The eye of the apple snail has all the components of complex camera-type vertebrate eyes including a lens, cornea, and retina.

In addition, comparing the development and regenerative capabilities of apple snails to animals in other branches of the tree of life may help us understand how and why certain traits are conserved throughout evolution while new ones emerge.

Invasive and voracious

Apple snails are a highly diverse freshwater animal indigenous to tropical locations in Central and South America, Africa, and Asia, yet can now be found worldwide due to both accidental and/or intentional introduction. As an exceptionally good source of protein—over 12 grams per 100 grams of snail meat with a mere 0.4 grams of fat—they are also voracious and invasive.

In 1980, golden apple snails were deliberately introduced to Taiwanese farms to create an escargot industry. However, this had unintended and catastrophic consequences: Apple snails’ insatiable appetites wreaked havoc on Taiwan’s rice industry and natural wetlands. Golden apple snails quickly spread to Thailand, Cambodia, Indonesia, Hong Kong, Japan, and China. Hawaii suffered similar agricultural difficulties to rice and taro production after an accidental golden apple snail infestation.

Apple snails at the Stowers Institute

Sealed tightly in a single room, nearly 1,000 golden apple snails are housed at the Stowers Institute in multiple tanks separated by age or size. The bubbling backdrop of their freshwater filtration system and the tendency for the snails to crawl up the sides of the tanks before suddenly plunging back to the bottom brings to mind a lava lamp brimming with tentacles.

Apple snails suspended in their tanks. They have a tendency to crawl up and suddenly plunge to the bottom, resembling an apple snail lava lamp.

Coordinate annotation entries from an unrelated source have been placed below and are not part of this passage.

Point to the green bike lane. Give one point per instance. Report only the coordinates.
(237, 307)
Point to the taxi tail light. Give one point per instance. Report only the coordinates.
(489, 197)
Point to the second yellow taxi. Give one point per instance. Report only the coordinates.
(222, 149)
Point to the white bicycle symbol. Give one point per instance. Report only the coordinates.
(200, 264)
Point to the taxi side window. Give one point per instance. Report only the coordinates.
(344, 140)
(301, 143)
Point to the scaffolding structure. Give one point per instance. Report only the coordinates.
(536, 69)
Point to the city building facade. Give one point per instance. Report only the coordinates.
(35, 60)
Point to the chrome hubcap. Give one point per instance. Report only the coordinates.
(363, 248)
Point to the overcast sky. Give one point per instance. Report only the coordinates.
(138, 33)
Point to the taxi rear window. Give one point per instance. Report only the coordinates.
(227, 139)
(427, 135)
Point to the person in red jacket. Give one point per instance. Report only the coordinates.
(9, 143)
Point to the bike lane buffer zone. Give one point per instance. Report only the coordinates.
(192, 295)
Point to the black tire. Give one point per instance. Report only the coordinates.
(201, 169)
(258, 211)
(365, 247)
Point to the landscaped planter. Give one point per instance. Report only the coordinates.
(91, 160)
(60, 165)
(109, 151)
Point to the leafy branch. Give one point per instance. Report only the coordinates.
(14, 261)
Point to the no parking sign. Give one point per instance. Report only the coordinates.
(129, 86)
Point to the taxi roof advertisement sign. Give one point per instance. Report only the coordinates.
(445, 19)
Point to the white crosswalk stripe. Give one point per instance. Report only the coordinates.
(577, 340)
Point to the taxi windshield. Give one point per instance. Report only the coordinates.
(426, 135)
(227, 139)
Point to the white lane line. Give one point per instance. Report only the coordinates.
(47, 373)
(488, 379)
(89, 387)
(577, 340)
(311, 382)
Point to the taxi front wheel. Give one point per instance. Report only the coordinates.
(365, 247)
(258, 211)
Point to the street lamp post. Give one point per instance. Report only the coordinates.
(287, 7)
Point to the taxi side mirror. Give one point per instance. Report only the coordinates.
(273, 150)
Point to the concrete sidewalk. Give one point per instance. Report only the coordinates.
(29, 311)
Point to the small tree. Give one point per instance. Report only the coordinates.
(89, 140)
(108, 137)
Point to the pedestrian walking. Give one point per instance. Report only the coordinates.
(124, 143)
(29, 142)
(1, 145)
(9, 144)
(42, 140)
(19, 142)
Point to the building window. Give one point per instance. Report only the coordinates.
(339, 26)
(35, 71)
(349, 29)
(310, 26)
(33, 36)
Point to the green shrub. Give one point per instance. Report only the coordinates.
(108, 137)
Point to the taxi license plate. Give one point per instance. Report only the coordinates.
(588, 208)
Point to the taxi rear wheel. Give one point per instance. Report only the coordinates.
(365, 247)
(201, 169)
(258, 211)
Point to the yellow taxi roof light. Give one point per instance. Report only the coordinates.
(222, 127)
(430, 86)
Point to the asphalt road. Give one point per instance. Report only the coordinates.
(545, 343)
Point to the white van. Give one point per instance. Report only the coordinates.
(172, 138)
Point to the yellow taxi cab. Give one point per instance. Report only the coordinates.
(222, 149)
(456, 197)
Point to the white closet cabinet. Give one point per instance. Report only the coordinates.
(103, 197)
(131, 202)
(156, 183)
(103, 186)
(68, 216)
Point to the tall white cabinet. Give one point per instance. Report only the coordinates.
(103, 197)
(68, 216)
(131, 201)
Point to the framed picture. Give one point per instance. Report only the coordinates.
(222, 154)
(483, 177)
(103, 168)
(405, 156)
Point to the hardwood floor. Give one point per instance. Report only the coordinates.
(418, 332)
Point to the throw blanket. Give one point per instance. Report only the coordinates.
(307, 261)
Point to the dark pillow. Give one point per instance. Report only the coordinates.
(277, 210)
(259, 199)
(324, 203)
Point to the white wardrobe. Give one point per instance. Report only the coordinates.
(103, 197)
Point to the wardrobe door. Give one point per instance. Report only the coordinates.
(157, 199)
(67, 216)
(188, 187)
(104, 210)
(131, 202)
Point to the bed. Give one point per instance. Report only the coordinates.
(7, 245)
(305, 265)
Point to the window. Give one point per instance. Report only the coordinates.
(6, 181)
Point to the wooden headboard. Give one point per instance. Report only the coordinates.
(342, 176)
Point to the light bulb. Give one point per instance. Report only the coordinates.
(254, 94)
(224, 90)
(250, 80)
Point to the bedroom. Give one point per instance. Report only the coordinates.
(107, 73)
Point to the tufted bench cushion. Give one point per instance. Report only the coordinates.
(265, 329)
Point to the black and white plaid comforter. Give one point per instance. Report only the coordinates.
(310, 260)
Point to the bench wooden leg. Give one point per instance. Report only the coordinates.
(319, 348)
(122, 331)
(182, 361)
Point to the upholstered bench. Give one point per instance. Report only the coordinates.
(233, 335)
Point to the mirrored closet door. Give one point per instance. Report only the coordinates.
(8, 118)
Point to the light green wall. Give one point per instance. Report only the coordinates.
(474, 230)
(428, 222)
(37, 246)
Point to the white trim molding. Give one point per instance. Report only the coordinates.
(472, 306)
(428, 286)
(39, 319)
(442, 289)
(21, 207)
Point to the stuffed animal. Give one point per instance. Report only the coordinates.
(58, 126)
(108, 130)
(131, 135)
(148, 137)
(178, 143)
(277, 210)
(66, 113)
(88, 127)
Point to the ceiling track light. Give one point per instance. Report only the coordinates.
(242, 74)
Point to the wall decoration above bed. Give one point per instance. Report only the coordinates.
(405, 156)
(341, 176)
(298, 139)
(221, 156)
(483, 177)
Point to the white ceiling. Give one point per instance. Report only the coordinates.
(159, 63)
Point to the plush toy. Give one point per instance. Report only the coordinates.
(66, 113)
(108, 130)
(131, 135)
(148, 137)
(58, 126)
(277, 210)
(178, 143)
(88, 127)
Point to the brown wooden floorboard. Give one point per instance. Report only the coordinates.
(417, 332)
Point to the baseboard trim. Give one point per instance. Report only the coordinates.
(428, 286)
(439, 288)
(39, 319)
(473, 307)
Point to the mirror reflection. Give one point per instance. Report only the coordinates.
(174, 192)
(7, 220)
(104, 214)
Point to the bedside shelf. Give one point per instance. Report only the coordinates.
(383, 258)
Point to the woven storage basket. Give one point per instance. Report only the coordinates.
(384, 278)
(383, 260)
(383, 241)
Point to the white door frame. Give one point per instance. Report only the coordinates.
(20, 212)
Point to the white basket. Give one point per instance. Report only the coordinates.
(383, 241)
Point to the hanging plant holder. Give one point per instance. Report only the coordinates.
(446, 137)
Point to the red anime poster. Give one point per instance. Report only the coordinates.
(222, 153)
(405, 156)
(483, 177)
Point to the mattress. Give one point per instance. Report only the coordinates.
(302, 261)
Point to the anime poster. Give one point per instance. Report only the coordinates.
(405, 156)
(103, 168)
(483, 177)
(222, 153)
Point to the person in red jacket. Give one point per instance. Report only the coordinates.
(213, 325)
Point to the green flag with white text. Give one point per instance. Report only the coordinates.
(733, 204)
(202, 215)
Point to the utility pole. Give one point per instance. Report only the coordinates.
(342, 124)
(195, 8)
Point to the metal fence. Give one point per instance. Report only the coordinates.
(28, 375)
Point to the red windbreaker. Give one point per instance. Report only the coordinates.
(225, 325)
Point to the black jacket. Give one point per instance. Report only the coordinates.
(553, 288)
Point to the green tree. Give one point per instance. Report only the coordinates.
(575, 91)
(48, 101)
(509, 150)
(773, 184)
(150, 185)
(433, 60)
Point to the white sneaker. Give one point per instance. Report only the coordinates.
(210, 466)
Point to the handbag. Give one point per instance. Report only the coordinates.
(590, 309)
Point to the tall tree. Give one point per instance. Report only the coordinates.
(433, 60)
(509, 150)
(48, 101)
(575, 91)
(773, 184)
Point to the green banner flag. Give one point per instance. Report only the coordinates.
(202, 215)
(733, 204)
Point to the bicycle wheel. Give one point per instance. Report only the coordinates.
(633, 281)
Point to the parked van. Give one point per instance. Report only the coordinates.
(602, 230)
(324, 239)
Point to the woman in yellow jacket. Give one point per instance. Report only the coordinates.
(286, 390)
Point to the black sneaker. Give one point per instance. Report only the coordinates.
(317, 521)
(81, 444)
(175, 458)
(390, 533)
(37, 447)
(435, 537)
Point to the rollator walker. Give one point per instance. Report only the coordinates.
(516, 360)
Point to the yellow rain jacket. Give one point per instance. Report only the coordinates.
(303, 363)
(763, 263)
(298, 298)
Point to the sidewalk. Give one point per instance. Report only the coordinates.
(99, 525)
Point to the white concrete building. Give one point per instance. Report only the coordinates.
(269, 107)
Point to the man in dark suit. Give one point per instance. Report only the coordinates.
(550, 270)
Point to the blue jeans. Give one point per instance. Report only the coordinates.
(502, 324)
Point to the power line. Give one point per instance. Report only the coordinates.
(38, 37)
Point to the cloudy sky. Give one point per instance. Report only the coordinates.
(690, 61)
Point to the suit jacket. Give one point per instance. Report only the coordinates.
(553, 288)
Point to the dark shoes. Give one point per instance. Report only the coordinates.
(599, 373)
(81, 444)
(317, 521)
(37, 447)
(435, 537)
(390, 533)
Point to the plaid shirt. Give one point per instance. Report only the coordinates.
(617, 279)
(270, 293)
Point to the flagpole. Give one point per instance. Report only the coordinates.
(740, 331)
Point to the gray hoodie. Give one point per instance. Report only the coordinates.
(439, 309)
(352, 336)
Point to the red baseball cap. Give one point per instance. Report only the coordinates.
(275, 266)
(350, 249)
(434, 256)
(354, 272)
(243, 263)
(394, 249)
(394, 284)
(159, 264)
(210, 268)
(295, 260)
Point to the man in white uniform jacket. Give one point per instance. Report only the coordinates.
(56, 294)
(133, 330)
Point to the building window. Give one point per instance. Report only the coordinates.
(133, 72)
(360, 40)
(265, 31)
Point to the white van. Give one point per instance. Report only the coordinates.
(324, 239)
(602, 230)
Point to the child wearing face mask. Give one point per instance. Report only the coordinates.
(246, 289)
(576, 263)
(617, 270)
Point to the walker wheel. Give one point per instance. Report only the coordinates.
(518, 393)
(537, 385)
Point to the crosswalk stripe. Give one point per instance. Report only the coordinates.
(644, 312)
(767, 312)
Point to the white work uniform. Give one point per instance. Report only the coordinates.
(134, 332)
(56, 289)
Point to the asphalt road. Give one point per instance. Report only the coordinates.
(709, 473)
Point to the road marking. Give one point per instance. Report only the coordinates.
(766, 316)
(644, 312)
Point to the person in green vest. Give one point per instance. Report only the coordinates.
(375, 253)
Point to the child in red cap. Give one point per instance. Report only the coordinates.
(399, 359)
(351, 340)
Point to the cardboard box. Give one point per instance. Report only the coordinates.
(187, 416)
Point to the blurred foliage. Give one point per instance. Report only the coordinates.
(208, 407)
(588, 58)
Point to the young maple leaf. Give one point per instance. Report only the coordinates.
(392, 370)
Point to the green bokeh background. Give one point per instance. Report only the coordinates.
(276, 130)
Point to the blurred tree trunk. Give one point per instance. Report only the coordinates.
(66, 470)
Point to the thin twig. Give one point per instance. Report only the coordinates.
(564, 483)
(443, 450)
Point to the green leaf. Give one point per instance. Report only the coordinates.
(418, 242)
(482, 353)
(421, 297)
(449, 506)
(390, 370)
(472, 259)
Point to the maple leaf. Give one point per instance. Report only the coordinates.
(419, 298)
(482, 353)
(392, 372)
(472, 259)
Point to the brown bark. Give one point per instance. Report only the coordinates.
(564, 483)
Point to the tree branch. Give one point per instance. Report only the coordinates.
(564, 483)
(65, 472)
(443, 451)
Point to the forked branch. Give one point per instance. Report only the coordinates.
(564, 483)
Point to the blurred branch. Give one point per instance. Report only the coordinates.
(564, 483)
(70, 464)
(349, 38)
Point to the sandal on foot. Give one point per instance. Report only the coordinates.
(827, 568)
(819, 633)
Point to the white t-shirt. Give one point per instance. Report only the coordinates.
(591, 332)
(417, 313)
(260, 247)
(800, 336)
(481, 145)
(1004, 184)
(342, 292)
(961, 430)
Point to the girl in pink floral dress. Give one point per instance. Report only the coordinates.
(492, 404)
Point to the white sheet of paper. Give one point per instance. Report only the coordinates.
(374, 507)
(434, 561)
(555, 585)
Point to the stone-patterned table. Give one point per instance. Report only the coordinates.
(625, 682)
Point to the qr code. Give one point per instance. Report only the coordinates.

The Institute established the golden apple snail as a novel unordinary research organism to study mechanisms underpinning the development of camera-type eyes and adult eye regeneration. They are also quite spoiled—fresh romaine lettuce three times per week and occasionally some kale. Apple snails do not have traditional teeth but do have a prominent tongue studded with tiny teeth to grind up their fibrous meals. And while not predatory, apple snails will resort to cannibalism provided that their snail mate has died.

Ongoing research is shedding light on apple snail eye evolution. From a morphological standpoint, the apple snail eye has most of the components of vertebrate eyes as well as cells common to invertebrate eyes like those of fruit flies. However, molecular pathways involved in eye development are remarkably conserved from fruit flies to apple snails to humans. Thus, their evolution likely combines conservation of some traits with the generation of new ones.

Enabling exploration

While few labs have studied the cellular and molecular biology of the golden apple snail to date, the development of molecular and genetic tools, experimental techniques, and housing systems over the last several years at the Stowers Institute has opened new possibilities. Enabling apple snail research is an example of the Institute’s ability to establish new, untraditional research organisms, and provide a foundation for other labs to study their unique characteristics, further deepening our understanding of biology.

Ultimately, by studying unordinary organisms, we may be able to answer fundamental biological questions that have remained elusive. The now genetically tractable apple snail may yield answers to how some animals can regenerate sensory organs, and why humans cannot.